Happy Thanksgiving to you sir, I hope all is well with you and your clan on what's looking to be a nice day out west here.
Well where does one begin with a response sir!
When I looked up Valnorg the Ornary and the Battle of Away, it also made references to some opening skirmishes such as the clash of "You look strange and your mother dresses you funny" and of course culminating with the little known battle on the beach head of "You folks kindly bugger off now".
The latter of course set the passive aggressive tone for Canuck "niceness" for the next several centuries, which if one reads between the lines in our history shows we really weren't all that nice, just acted that way to cover up for it all.
Perhaps it was accented by our founding fathers who were mainly semi-sober Scotsman eventually meeting for a drinking bout in PEI and coming up with the confederation concept during an ale run?
Thanks for the laugh Steve, am still enjoying your book too by the way.
The Pilgrims were not even close to being first to arrive in North America. At least two other groups came over. Asians crossed Beringia, a land bridge at the Bering Strait that connected Asia to NA, anywhere from 13,000 to 20,000 years ago. Who would question the archeologists?
The other crossing that I know of was around 1000 AD by several groups of Scandinavian wild men we know as the Vikings.
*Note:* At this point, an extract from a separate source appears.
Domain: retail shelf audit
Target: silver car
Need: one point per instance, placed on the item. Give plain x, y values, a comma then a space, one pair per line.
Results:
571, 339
Eric the Red, his brother Thorvald, Vinny the Purple, Murray the K, etc.
Either of these two was hundreds or thousands of years before the Pilgrims, turkey or before Mexico gave us pumpkins.
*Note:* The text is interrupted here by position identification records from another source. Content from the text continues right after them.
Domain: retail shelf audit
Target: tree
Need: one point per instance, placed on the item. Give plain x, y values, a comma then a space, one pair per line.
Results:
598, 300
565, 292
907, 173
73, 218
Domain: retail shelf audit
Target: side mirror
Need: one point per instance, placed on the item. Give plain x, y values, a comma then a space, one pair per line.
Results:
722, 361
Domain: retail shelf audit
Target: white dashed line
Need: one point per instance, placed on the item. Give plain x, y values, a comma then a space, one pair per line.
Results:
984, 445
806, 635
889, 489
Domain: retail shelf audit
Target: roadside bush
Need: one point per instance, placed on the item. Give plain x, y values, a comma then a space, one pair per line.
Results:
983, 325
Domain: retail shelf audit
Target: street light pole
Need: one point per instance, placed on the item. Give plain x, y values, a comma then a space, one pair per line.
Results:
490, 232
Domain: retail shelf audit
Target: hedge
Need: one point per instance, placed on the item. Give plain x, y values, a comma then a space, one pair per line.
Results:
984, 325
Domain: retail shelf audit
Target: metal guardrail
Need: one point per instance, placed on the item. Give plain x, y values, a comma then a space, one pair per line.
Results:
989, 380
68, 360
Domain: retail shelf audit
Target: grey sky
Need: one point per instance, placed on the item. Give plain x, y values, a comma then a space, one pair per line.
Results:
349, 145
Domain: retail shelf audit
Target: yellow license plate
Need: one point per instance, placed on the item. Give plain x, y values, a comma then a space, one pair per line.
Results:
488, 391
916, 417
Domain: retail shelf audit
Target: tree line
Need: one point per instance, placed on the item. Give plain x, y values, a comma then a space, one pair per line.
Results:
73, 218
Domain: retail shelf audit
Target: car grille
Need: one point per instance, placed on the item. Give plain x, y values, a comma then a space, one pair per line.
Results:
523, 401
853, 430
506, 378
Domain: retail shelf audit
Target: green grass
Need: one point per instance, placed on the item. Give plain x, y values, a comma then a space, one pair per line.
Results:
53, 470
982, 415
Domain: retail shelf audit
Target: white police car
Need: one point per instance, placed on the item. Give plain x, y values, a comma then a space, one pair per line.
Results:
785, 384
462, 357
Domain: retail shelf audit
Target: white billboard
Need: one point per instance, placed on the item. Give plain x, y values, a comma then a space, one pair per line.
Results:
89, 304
Steve; Good evening to you sir, I hope the day was a fine one for you and if this was feast day for you like it was for us, then I hope you're recovering.
For sure the Pilgrims were not close to the first anything here in North America, but I answered taking the question of which group might have come to Canada for similar reasons that the Pilgrims did - which was religious freedom and less persecution for their beliefs than they were having back where they came from.
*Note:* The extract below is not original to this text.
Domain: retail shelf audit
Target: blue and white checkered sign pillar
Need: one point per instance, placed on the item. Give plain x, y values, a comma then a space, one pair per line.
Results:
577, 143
As a bit of a student of history I actually find some of the archeological stuff being looked at these days extremely interesting, including the Salutrean theory which is still young and controversial, but interesting nonetheless.
There were also findings on the southern tip of Argentina which predate previous finds by several thousand years apparently, so again I think that as we learn more about how to interpret some of this it'll change our views on world travel.
I'll note that when I was in school they still didn't have a handle on how long the Vikings were established at L'anse au Meadows and the latest I read seemed to indicate that they had permanent settlement there to trade with the Dorset peoples for as much as 500 years - or more.
Anyways sir, it's always a subject I could talk too much about and am very much interested in for sure.